D’autre part, Saad Hariri attend le moment opportun pour que le bloc du 14 mars descende dans les rues à Beyrouth, soit l’anniversaire du 6è anniversaire de la création de ce courant.
Le Département d’Etat accompagne le Tribunal Hariri d’autres accusations qui suivent leur cours : le Hezbollah détient le record mondial d’implication dans des activités criminelles, en matière de blanchiment d’argent sale, de trafic de drogues et d'armes, ou de conspiration avec les Taliban. La DEA a publié le 15 février un acte d’accusation contre 7 hauts-gradés de la milice chi’ite, ayant organisé des réunions durant l’été 2010 au Bénin, au Ghana, en Ukraine, en Roumanie avec l’insurrection en Afghanistan. Des enregistrements audio et vidéo sont en possession des agents anti-narcotiques. Héroïne et cocaïne afghane sont les produits d’appel de ces rencontres secrètes. Mais leur contenu concerne le trafic d’armes fournies aux insurgés des montagnes, AK 47 et M.16. Un citoyen israélien, Oded Orbach et un iranien, Alwar Pouryan, font partie des entremetteurs. Ayman Jooma, un trafiquant de drogue libanais a blanchi pour 200 millions de $ par mois en Europe et au Liban, au profit de l’organisation, à travers un réseau de sociétés-écran au Liban, à Panama, en Afrique de l’Ouest et en Colombie. Le 10 février 2010, c’est la Banque libanaise au Canada qui s’est trouvée en infraction du Patriot Act américain, à hauteur de plus de 5 milliards de $, pour la seule année 2009.
Abdallah Safieddine, envoyé du Hezbollah à Téhéran fait partie des principaux suspects. Enfin, les journaux ont déjà largement mentionné les noms de Qassem Suleiman, Hajj Salim, Abdul Majid Ghamloush, des frères Hussein et Mouin Khreis, et, plus significatif encore, de Mustafa Badreddine, le beau-frère d’Imad Mughniyeh, parmi les principaux accusés du Tribunal Hariri.

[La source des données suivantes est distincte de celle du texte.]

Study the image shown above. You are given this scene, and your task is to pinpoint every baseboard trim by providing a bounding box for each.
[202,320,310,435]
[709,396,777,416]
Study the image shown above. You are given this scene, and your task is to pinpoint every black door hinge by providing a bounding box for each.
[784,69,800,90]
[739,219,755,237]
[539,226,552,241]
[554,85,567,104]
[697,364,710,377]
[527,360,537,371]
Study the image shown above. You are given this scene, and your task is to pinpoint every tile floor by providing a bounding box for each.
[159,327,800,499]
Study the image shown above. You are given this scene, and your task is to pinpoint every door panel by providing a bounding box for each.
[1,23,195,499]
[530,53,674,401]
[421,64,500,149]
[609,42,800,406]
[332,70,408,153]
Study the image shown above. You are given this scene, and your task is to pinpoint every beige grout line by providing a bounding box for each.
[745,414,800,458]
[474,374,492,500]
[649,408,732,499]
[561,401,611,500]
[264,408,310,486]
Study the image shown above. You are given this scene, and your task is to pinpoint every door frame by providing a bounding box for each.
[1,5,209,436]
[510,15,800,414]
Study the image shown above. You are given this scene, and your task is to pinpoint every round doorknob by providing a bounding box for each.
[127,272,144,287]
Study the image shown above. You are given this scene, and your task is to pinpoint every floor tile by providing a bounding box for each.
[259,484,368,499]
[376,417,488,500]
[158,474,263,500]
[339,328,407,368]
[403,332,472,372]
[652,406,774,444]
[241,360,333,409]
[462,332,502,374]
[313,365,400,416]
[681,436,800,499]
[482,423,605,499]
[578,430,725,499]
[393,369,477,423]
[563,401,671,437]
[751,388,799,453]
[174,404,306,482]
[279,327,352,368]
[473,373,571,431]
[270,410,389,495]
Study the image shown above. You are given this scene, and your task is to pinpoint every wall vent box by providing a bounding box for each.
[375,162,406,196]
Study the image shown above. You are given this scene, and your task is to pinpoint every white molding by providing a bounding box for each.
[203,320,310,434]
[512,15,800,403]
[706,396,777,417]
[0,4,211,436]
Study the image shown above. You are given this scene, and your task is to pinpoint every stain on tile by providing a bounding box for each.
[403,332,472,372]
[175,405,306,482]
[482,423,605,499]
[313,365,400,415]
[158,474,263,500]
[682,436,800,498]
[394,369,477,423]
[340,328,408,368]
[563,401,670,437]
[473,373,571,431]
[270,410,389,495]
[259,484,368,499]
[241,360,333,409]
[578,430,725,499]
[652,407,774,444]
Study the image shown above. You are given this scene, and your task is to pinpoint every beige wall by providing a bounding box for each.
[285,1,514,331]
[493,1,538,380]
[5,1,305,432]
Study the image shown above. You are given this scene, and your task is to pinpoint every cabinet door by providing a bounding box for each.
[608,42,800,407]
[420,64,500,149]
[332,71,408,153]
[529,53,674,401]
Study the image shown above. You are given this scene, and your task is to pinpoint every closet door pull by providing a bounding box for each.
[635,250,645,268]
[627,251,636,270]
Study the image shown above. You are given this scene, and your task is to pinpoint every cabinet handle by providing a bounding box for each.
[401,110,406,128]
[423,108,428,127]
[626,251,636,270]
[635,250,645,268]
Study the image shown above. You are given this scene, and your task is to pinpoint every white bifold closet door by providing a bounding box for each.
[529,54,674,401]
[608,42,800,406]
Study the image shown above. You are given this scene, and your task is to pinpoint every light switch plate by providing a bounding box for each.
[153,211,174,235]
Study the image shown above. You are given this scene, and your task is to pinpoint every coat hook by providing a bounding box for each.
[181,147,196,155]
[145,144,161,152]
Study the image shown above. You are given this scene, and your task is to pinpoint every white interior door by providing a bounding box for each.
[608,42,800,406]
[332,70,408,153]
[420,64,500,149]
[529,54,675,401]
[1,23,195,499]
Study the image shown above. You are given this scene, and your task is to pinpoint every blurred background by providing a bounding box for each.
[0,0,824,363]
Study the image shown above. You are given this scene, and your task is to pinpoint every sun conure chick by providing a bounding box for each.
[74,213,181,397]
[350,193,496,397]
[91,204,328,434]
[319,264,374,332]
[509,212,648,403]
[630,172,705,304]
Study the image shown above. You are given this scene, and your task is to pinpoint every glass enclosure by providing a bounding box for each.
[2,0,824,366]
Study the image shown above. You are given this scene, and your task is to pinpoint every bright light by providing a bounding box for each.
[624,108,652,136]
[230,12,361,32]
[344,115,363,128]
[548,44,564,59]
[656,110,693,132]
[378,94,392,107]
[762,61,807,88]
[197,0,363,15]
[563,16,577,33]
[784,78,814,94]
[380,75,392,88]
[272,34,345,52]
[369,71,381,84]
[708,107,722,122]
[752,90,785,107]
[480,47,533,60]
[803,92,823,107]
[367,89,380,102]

A l’heure qu’il est, il reste difficile d’établir que les cadres de la légalité internationale parviendront à prendre de vitesse la course pour sa survie engagée par la Révolution islamique. Celle-ci tire profit du chaos, alors que l’Administration américaine et l’Etat d’Israël semblent rester des observateurs enthousiastes ou inquiets, mais privés d’initiative.